Ook interessant voor het tripartite overleg is, dat de drie partijen een verschillende invalshoek hebben, als het gaat om risico. De toezichthouder kijkt naar het risico voor de soliditeit van de instelling. De accountant naar het risico als hij materiële fouten in de verslaggeving niet ontdekt. En voor de instelling is de relatie tussen risicoprofiel, rendement en bijbehorende beheersorganisatie weer van belang. Immers, zonder risico ook geen rendement. De combinatie van deze verschillende invalshoeken en kennisgebieden leidt tot nieuwe inzichten en conclusies.

Slot

Via een blik op het verleden en enkele overwegingen bij het ontstaan en voortwoeden van de crisis, ben ik bij de toekomst aanbeland. Een onderdeel daarvan is het verder werken aan en verbeteren van stress testen door instellingen.

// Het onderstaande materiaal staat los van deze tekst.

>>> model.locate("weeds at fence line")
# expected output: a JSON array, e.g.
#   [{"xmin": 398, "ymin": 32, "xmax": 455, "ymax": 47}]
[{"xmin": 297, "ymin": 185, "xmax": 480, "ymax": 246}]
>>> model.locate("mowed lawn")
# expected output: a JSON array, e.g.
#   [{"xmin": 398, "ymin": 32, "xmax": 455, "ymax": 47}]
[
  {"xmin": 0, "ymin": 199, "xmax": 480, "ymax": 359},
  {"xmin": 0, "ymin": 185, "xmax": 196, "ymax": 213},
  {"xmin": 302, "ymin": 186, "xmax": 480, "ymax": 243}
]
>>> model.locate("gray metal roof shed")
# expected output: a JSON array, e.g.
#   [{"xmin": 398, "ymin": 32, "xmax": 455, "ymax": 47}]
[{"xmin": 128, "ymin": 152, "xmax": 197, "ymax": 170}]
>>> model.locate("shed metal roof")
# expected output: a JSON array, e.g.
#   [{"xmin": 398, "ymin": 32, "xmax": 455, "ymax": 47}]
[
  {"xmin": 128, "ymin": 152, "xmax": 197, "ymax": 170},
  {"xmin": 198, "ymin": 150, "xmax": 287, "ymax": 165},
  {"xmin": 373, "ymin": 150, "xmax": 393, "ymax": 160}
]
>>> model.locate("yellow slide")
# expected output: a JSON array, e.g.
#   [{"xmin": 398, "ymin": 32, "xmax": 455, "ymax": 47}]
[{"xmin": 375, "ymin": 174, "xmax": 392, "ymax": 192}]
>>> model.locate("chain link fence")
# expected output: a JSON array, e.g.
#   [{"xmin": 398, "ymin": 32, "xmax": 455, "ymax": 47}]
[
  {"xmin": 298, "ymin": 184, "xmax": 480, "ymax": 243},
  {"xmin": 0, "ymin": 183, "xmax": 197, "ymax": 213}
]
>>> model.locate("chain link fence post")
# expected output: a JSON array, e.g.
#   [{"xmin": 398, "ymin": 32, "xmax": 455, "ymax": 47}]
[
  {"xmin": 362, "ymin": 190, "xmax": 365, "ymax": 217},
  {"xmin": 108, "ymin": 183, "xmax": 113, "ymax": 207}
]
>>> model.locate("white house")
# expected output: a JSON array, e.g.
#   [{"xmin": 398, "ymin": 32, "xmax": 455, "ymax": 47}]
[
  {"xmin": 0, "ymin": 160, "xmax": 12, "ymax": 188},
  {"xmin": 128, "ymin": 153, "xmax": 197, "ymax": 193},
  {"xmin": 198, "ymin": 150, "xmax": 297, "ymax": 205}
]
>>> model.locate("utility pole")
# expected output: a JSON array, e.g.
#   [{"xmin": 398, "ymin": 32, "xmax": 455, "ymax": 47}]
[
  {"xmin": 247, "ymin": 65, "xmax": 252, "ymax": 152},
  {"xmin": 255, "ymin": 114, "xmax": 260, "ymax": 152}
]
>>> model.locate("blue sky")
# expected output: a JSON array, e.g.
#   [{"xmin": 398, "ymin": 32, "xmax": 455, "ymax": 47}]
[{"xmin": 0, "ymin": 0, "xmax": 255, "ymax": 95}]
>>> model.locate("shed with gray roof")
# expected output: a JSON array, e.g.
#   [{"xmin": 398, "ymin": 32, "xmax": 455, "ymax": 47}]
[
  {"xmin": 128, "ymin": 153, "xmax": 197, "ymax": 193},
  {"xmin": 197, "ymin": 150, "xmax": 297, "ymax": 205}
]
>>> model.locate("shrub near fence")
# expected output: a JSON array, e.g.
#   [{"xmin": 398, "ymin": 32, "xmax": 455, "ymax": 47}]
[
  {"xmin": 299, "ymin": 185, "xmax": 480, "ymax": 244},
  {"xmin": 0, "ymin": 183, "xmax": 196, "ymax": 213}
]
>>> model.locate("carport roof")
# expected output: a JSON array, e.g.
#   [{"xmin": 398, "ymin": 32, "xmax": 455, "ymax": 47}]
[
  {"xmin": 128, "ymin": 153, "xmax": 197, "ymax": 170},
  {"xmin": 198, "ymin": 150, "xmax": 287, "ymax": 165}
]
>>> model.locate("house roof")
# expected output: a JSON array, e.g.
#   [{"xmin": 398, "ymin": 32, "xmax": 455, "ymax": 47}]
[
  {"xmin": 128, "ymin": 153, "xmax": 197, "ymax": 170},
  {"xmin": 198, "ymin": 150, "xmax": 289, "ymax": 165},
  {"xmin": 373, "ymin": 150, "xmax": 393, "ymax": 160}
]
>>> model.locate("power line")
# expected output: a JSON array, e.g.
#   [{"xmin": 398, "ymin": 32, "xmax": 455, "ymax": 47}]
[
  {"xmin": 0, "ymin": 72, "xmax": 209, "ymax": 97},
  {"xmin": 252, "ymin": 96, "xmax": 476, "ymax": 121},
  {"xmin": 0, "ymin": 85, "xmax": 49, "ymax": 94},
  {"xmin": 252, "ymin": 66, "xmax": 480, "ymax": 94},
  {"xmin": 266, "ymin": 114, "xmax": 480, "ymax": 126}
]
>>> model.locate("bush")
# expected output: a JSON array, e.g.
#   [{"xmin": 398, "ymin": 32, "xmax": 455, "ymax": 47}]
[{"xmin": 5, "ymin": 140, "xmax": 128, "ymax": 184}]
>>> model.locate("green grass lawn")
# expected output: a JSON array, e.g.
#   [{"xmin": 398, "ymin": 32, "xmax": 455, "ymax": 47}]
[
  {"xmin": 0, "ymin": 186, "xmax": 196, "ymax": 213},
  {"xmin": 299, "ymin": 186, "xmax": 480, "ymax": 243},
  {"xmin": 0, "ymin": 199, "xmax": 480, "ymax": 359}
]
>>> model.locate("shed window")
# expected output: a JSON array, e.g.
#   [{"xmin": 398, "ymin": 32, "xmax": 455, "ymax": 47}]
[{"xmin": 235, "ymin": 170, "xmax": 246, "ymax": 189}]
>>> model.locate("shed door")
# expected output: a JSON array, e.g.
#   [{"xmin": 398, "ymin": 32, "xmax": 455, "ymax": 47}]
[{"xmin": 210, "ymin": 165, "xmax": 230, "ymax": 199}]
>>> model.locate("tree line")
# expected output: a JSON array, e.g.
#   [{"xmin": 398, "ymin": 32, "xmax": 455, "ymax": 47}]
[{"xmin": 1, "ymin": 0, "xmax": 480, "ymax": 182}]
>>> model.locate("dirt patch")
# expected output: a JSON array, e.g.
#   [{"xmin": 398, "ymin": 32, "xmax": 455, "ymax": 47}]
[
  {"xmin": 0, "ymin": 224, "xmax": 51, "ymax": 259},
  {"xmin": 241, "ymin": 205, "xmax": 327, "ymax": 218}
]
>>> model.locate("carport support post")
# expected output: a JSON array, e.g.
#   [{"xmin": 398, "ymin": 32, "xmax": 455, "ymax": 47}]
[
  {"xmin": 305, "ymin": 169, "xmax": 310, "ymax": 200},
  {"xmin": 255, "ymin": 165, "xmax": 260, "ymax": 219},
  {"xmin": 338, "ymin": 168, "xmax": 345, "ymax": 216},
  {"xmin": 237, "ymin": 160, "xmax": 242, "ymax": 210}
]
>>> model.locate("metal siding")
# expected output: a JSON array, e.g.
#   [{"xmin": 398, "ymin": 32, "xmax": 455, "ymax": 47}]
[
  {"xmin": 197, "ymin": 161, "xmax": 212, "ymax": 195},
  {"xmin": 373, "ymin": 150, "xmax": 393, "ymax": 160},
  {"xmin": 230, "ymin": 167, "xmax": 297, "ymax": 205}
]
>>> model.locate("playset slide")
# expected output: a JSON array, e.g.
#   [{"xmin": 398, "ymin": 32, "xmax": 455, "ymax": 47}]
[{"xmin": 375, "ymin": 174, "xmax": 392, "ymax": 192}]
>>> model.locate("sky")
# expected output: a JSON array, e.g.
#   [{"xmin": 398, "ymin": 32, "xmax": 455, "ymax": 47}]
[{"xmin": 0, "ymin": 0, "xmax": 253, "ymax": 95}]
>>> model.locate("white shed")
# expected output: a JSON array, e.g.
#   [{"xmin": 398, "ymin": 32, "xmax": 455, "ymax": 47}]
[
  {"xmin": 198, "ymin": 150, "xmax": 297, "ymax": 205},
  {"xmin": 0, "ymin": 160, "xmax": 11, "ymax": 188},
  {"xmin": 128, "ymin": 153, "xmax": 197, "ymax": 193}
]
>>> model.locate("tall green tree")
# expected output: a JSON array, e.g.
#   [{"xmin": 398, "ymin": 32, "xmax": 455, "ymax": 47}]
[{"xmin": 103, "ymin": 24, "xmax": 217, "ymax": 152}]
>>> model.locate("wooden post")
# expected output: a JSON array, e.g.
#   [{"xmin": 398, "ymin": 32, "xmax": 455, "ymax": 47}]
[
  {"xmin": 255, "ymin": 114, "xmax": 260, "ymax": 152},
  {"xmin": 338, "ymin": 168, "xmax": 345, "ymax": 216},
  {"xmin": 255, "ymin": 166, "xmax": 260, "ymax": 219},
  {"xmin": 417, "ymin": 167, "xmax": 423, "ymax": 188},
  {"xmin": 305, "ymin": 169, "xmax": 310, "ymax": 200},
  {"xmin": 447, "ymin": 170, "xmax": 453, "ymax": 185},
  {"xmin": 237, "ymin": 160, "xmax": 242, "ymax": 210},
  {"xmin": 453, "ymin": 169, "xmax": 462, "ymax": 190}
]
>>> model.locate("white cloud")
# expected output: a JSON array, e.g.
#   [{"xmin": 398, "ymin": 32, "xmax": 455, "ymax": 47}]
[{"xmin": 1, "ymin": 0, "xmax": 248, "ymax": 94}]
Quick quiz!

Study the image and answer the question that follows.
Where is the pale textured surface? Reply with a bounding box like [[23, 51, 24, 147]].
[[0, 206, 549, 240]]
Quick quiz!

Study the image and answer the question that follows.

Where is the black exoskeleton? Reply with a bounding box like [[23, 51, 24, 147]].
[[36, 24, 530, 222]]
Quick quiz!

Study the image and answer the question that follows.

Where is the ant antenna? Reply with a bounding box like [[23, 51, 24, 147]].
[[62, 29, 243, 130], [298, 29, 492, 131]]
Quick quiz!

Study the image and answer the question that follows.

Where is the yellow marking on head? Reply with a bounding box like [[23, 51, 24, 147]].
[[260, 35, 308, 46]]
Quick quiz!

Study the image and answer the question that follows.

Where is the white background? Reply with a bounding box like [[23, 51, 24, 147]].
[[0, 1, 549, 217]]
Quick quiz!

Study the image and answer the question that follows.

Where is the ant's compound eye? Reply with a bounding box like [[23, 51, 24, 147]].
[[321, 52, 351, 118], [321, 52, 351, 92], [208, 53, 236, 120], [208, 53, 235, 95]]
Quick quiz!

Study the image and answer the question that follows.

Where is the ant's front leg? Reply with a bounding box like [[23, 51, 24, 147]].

Voor de toezichthouder is dit van belang om meer zicht te krijgen op systeemrisico's. En voor accountants om grip te krijgen op risicosystemen. Een tweede boodschap is het versterken van het tripartite overleg tussen toezichthouder, accountant en instelling. We verwachten daarvoor uw steun en bijdrage. Het bij elkaar brengen van verschillende invalshoeken en kennisgebieden helpt ons tot nieuwe inzichten te komen. Deze inzichten zijn onontbeerlijk voor het in het vizier krijgen van onverwachte risico's. Immers, elk van ons ziet slechts een deel van de werkelijkheid. Alleen samen zijn we in staat om het grotere geheel te zien!